To understand this Coverdell Program, here are some things to consider when applying:

  • The state receives an annual Coverdell Formula Grant award (non-competitive). Each year the amounts differ but we will use $250,000 as an estimate for 2019 and for the purposes of ballparking each lab's application amount.  Amounts will be adjusted up or down when we get information on our actual allocation amount. State and local Forensic Labs, medical examiners or coroners offices which provide forensic services are eligible to apply for amounts within their jurisdiction's portion of the state's Coverdell formula award. If two agencies within a single jurisdiction apply (e.g., medical examiner and forensic crime lab) they will share the portion of funds available for that area. 
  • Each jurisdiction's portion will be based upon the  jurisdiction's percentage of Part 1 Violent Crime of the statewide numbers reported in 2017 (latest data available).
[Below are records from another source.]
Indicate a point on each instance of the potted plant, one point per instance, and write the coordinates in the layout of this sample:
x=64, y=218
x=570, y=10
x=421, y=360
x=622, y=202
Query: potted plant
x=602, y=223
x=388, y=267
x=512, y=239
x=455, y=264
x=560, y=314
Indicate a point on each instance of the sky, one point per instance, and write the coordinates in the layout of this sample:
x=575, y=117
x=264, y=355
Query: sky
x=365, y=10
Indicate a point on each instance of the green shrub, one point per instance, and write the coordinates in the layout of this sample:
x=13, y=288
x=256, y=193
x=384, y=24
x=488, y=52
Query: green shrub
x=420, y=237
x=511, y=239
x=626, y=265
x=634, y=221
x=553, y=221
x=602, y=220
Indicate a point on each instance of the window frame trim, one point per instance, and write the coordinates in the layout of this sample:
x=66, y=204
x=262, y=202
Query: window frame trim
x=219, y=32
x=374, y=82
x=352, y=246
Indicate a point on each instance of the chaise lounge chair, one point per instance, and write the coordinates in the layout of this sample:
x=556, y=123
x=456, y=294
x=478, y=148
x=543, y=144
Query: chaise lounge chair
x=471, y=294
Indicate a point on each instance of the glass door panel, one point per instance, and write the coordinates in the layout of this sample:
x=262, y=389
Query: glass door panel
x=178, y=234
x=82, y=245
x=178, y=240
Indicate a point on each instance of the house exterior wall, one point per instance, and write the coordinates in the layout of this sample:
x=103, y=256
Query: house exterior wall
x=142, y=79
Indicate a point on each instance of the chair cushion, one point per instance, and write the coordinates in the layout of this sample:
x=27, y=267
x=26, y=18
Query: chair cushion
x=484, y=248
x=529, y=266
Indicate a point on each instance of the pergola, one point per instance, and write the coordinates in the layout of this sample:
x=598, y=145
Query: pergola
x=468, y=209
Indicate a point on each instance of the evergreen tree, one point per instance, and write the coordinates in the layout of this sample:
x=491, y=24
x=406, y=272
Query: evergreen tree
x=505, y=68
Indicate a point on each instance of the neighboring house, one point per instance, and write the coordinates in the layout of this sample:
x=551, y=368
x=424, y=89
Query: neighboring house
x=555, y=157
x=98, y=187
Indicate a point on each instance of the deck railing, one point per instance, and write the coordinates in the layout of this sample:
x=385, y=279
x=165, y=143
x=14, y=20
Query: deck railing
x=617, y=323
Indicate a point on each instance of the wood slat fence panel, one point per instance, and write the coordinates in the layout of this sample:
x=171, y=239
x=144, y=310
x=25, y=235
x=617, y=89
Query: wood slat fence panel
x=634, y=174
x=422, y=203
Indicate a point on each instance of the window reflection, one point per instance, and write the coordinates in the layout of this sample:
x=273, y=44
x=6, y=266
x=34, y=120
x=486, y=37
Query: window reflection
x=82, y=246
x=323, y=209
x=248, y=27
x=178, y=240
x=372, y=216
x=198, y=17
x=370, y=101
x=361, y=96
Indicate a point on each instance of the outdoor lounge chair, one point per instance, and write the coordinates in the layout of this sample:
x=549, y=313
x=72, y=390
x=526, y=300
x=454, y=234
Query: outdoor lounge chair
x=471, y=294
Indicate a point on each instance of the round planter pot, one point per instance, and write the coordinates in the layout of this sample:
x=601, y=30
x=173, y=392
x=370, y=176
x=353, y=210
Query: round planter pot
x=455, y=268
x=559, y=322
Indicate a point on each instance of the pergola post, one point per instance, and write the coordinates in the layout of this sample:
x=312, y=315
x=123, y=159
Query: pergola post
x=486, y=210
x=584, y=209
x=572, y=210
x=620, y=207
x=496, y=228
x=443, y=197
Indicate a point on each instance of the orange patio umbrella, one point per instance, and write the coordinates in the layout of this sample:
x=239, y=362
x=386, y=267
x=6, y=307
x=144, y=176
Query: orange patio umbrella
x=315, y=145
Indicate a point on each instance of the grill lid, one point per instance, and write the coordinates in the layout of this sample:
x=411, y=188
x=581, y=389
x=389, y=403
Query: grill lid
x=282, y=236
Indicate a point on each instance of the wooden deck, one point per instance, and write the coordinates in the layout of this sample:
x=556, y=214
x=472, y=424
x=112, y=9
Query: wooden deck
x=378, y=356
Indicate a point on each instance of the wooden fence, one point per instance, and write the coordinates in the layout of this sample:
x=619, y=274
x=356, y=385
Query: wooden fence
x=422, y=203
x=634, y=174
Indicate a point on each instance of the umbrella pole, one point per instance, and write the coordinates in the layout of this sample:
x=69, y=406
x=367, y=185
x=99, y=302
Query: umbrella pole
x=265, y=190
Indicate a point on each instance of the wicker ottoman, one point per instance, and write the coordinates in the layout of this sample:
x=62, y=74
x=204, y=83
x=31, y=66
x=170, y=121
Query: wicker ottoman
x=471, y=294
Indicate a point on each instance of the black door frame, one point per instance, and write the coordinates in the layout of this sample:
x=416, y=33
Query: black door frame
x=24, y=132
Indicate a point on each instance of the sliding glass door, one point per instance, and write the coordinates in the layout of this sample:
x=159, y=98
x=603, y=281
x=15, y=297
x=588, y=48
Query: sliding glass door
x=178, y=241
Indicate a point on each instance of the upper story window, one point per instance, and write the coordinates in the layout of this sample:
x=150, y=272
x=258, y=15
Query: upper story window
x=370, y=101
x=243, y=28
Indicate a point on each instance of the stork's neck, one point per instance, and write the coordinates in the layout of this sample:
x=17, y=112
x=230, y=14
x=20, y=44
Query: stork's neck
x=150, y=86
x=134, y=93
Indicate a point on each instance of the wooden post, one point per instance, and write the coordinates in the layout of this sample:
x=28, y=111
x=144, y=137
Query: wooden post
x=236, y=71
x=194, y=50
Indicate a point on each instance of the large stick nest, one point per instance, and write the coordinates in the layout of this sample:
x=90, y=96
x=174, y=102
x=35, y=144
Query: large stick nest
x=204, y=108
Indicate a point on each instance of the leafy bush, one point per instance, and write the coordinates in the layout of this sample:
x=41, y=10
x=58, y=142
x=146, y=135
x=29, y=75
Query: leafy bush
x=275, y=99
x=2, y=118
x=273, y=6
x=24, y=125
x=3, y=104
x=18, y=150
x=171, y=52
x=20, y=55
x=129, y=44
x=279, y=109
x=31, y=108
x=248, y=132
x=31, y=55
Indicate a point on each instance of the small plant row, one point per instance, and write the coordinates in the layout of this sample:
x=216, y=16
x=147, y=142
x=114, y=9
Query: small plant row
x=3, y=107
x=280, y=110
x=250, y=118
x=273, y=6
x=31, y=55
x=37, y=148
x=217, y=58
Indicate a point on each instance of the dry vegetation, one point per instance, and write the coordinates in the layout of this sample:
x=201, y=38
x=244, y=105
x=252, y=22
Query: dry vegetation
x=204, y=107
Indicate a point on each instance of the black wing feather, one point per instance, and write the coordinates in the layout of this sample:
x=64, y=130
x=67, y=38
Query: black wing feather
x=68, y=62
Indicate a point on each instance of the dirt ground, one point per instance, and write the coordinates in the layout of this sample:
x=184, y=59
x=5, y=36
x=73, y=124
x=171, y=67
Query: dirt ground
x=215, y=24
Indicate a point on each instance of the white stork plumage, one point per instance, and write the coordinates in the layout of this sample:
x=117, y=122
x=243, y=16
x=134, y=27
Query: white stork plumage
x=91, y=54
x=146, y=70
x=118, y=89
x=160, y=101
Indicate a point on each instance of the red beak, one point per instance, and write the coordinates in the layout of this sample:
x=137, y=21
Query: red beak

Open this document that shows the violent crimes reported within Colorado in 2017 (N= 19,828) further broken down by county and city. If there are multiple jurisdictions that a lab or office covers, add the number of violent crimes reported for those areas. The balance of funds will be awarded to the CO Bureau of Investigations to provide balance of state coverage. 
  • Coverdell grants are intended to either improve current operations in the quality and/or timeliness of forensic science or medical examiner/coroner's offices at the state or within units of local government. To that end, Colorado is prioritizing Coverdell funds for assisting applicants in achieving or maintaining accreditation**  (quality) as well as reduction of forensic analysis backlogs (timeliness). If an applicant is not accredited but is working on achieving accreditation, funds must be used for that purpose before addressing conducting forensic services to address backlogs or timeliness. In addition, NIJ is also asking that states and localities use these funds to specifically target the challenges which the opioid abuse crisis has brought to the forensic community. 


Because it may be necessary to contact potential applicants and ask for application submittal earlier than the due date, it is REQUIRED that you e-mail the information below to Meg Williams at the Division of Criminal Justice, no later than January 18, 2019 to indicate that you will be applying for funds.  FAILURE TO SUBMIT THIS INTENT TO APPLY INFORMATION MAY DISQUALIFY YOU FROM APPLYING.

  • Organization/Agency
  • Contact Person
  • Phone #
  • E-mail Address of Contact Person
  • Mailing Address
  • City and Zip Code:

Once you have sent in your intent to apply, please log into Zoomgrants ( to begin your application under the 2017-2019 OAJJA Combined Grant Programs. A PDF version of the full application instructions can be downloaded here.

 **Maintaining Accreditation: Funds may be used to prepare for laboratory accreditation by the ASCLD/LAB, FQS, NAME, the American Association for Laboratory Accreditation (A2LA), International Association of Coroners & Medical Examiners (IAC&ME) or other, Paul Coverdell appropriate, accrediting bodies. Funds also may be used for application and maintenance fees charged by appropriate accrediting bodies.  Again, if an applicant is not currently accredited, that must be the focus of these funds before use for other areas.